Op Mijn NVVP is een item geplaatst met de meest recente informatie over dit onderwerp. De NVVP wil haar leden waar mogelijk informeren en faciliteren bij het gebruik van blended toepassingen van e-mental health, een mengvorm van face-to-face- en onlinebehandelingen.

Minister Schippers heeft recentelijk aangekondigd ervoor te zorgen dat er in het zorgsysteem geen regels zijn die het gebruik van e-health belemmeren. Zo dient er bijvoorbeeld ruimte te zijn in de bekostiging van e-health en mag wet- en regelgeving niet beperkend werken.

Evaluatie onder gebruikers voor doorontwikkeling ROM-portal
ROM-data relevant voor taal voor kwaliteit vrijgevestigden

Dit najaar wordt de NVVP ROM-portal geëvalueerd onder alle ROM’ende NVVP-leden. Zij ontvangen de enquête medio november. De uitkomsten van de evaluatie worden betrokken bij de doorontwikkeling en verbetering van de ROM-portal.

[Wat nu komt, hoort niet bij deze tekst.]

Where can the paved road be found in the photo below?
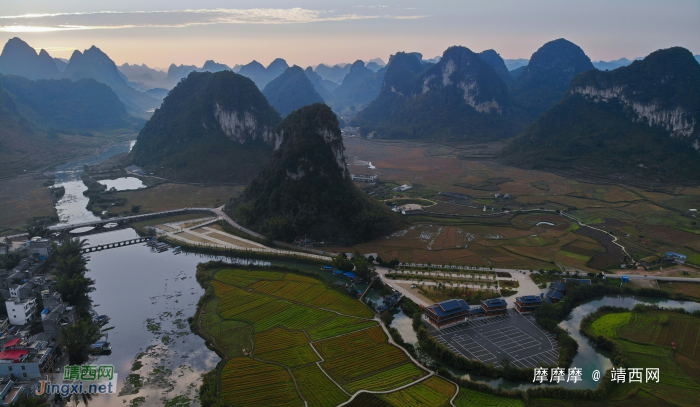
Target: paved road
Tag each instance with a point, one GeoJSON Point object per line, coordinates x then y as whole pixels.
{"type": "Point", "coordinates": [660, 278]}
{"type": "Point", "coordinates": [527, 286]}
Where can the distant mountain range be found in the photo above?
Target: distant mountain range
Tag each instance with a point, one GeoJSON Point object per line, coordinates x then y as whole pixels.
{"type": "Point", "coordinates": [546, 77]}
{"type": "Point", "coordinates": [290, 91]}
{"type": "Point", "coordinates": [18, 58]}
{"type": "Point", "coordinates": [360, 86]}
{"type": "Point", "coordinates": [306, 188]}
{"type": "Point", "coordinates": [84, 105]}
{"type": "Point", "coordinates": [212, 127]}
{"type": "Point", "coordinates": [462, 97]}
{"type": "Point", "coordinates": [640, 120]}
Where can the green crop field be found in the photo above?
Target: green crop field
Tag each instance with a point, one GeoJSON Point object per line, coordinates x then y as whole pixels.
{"type": "Point", "coordinates": [338, 326]}
{"type": "Point", "coordinates": [646, 338]}
{"type": "Point", "coordinates": [264, 322]}
{"type": "Point", "coordinates": [353, 342]}
{"type": "Point", "coordinates": [317, 388]}
{"type": "Point", "coordinates": [433, 391]}
{"type": "Point", "coordinates": [471, 398]}
{"type": "Point", "coordinates": [387, 379]}
{"type": "Point", "coordinates": [607, 324]}
{"type": "Point", "coordinates": [246, 381]}
{"type": "Point", "coordinates": [351, 366]}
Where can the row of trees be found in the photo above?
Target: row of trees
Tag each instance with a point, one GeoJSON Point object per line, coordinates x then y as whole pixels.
{"type": "Point", "coordinates": [74, 288]}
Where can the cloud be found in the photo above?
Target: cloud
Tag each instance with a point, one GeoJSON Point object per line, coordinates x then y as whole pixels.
{"type": "Point", "coordinates": [175, 18]}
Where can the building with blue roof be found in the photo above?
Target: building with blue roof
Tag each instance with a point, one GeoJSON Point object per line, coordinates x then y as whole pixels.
{"type": "Point", "coordinates": [554, 296]}
{"type": "Point", "coordinates": [447, 313]}
{"type": "Point", "coordinates": [577, 281]}
{"type": "Point", "coordinates": [560, 286]}
{"type": "Point", "coordinates": [527, 303]}
{"type": "Point", "coordinates": [492, 307]}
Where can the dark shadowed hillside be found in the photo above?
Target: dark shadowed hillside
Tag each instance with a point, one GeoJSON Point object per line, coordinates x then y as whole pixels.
{"type": "Point", "coordinates": [545, 79]}
{"type": "Point", "coordinates": [290, 91]}
{"type": "Point", "coordinates": [460, 98]}
{"type": "Point", "coordinates": [306, 187]}
{"type": "Point", "coordinates": [212, 127]}
{"type": "Point", "coordinates": [639, 120]}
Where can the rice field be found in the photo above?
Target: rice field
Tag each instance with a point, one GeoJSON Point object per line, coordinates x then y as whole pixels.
{"type": "Point", "coordinates": [245, 381]}
{"type": "Point", "coordinates": [388, 379]}
{"type": "Point", "coordinates": [317, 388]}
{"type": "Point", "coordinates": [353, 366]}
{"type": "Point", "coordinates": [433, 391]}
{"type": "Point", "coordinates": [277, 311]}
{"type": "Point", "coordinates": [471, 398]}
{"type": "Point", "coordinates": [338, 326]}
{"type": "Point", "coordinates": [352, 342]}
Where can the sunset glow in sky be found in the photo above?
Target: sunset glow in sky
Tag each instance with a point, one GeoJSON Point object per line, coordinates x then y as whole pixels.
{"type": "Point", "coordinates": [310, 32]}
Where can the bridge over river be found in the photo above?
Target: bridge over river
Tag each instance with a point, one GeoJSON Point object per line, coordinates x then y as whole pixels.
{"type": "Point", "coordinates": [129, 219]}
{"type": "Point", "coordinates": [99, 247]}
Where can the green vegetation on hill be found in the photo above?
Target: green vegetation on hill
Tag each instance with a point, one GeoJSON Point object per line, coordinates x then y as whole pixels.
{"type": "Point", "coordinates": [649, 337]}
{"type": "Point", "coordinates": [290, 91]}
{"type": "Point", "coordinates": [599, 136]}
{"type": "Point", "coordinates": [83, 105]}
{"type": "Point", "coordinates": [544, 81]}
{"type": "Point", "coordinates": [212, 127]}
{"type": "Point", "coordinates": [306, 187]}
{"type": "Point", "coordinates": [461, 97]}
{"type": "Point", "coordinates": [360, 86]}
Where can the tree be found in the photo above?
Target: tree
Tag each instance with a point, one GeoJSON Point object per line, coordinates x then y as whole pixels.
{"type": "Point", "coordinates": [76, 340]}
{"type": "Point", "coordinates": [341, 262]}
{"type": "Point", "coordinates": [363, 267]}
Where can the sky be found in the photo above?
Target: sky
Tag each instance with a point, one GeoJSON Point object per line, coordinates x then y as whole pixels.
{"type": "Point", "coordinates": [305, 33]}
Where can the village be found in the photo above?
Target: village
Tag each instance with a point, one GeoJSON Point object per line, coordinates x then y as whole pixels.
{"type": "Point", "coordinates": [34, 316]}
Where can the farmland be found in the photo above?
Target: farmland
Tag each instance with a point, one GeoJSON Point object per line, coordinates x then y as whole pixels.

Voor 2014 wil de ROM-commissie van de NVVP samen met bestuur en bureau een stap verder zetten in de ontwikkeling van een taal voor kwaliteit. Zo zal er een gesprek plaatsvinden met ROM-wetenschapper Kim de Jong en met Anton Hafkenscheid, klinisch psycholoog-psychotherapeut, die zich al enige jaren op kritische en constructieve wijze bezighoudt met de diverse toepassingen van ROM en hier met regelmaat over publiceert in de diverse vakbladen. Uiteindelijk wil het bestuur komen tot een concrete onderzoeksvraag die uitgezet kan worden op basis van de ROM-data in de NVVP-portal. In de portal zijn inmiddels vanaf 1 januari 2011 ROM-data verzameld van 900 NVVP-leden.

Taal voor kwaliteit

Met deelname aan de ROM-portal van de NVVP dragen leden bij aan de taal voor kwaliteit die de NVVP specifiek voor vrijgevestigden ontwikkelt. Daarbij is het van belang om data te verzamelen van een zo groot mogelijke groep vrijgevestigden. De NVVP roept haar nog niet ROM’ende leden dan ook op om zich aan te sluiten bij de NVVP ROM-portal. Leden voldoen daarmee tevens aan de ROM-eis van de meeste verzekeraars. De meeste zorgverzekeraars honoreren deelname aan de NVVP ROM-portal opnieuw met een extra percentage.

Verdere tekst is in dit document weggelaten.